After all, performative bills are nothing new, and until they actually become law and are sustained, they’re just plays put on to soothe the fevered breasts of useful idiots Laugh or cry, they don’t matter until they matter. One such performative law seeks to undo the seminal 1964 Supreme Court decision in New York Times v. Sullivan. Ron DeSantis doesn’t like it.
The Supreme Court, in a case that dates back nearly 60 years, ruled that even if that speech might be damaging or include errors, it should generally be protected against claims of libel and slander. All three would lose that protection — and be subject to ruinous defamation lawsuits — under a bill that is moving through the Florida House and is based on longstanding goals of Gov. Ron DeSantis.
The bill represents a dangerous threat to free expression in the United States, not only for the news media, but for all Americans, whatever their political beliefs. There’s still time for Florida lawmakers to reject this crude pandering and ensure that their constituents retain the right to free speech.
It is a bad law, a dumb law, an unconstitutional law, at least given the current state of constitutional law.
It would change the definition of actual malice to include any allegation that is “inherently improbable” — an impossibly vague standard — or that is based on what it calls an “unverified” statement by an anonymous source. In fact, it says that all anonymous statements, a crucial tool for investigative reporting, are “presumptively false” for the purposes of a defamation case.
Under the bill, a public figure would no longer need to show actual malice to win a defamation case if the allegation against the figure wasn’t related to the reason for the person’s public status. So if a person is publicly known for being elected president or governor, and a news organization publishes an investigation about that person’s private or business life unrelated to elected office, that report would not get the special liability protection provided by the Sullivan decision.
And there’s more wrong with the law in its efforts to put criticism of public officials at grave risk. The point, for First Amendment purposes, isn’t merely that the law contradicts Times v. Sullivan, but that it will have a grave chilling effect on the media and pretty much any speaker against public figure. After all, winning a defamation case after 4 years and half a mil in legal fees isn’t nearly as cool as one might think, though it does beat losing.
But this law, bad as it is, raises some questions that deserve some thought. On the one hand, the Supreme Court’s decision, creating the “actual malice” standard for a public figure suing for defamation basically pulled it out of its butt. While it can, and has, been met, it’s extremely difficult to overcome as it was meant to be. Neither people nor the media should fear taking elected officials to task, even if their criticisms are harsh and wrong. Sure, it would be better if they were always right, but being correct is often relative and disputed, and oftentimes there are legitimate arguments or attacks that turn out to be false. Stercus accidit, but that shouldn’t put media at risk of suit.
All this, however, anticipates good faith on the part of the media and critics. The Supreme Court decided Times v. Sullivan back in the good old days, when journalism aspired to be objective. The decision presumed that, right or wrong, reporters were acting with the best of intentions to get things right, and so deserved as much protection from venal public figures who would attack rather than have their warts exposed as possible. Is that still the case?
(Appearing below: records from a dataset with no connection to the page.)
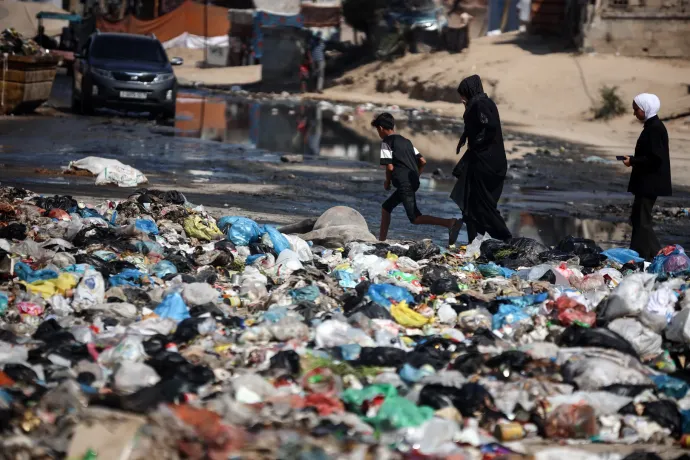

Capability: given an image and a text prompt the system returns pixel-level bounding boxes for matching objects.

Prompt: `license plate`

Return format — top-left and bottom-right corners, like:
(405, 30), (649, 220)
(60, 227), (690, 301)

(120, 91), (146, 99)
Many in the media have taken to heart the notion that since perfect objectivity cannot be achieved, why bother trying? Or to be a bit more cynical about it, they believe they are entitle to report with “moral clarity,” and are thus freed from the constraints of facts to write stories and op-eds reflecting their “correct” vision of what the facts should be so that readers reach the “correct” understanding of the story.
In other words, they may fib a bit, whether to commission or omission. and publish stories that tell lies about public officials they deem evil. And they’re proud of themselves for it, because they are the good people fighting for goodness and puppies.
This was not the state of journalism for which Times v. Sullivan was written. And the mere fact that the reporting may be less than accurate does not necessarily rise to the level of actual malice, particularly given the plethora of ancillary legal safeguards such as substantial truth, opinion or reliance on sources whose identities are protected.
This is not to suggest that calling MAGA pols “fascist” should give rise to defamation any more than calling Trump orange, smelly and plump. But when there is a push combined with a progressive rationalization to eschew unsupportive facts and twist a few to damn those deemed appropriately damnable, would the Supreme Court have held that to deserve the heightened protections of Times v. Sullivan? While the actual malice standard, for better or worse, enabled generations of journalism to reveal some of the worst abuses by government and public figures, that was when journalism’s purpose was to tell the story, not destroy its enemies. If it’s weaponized against the truth, reporters may give rise to revisiting the law that’s protected them for generations.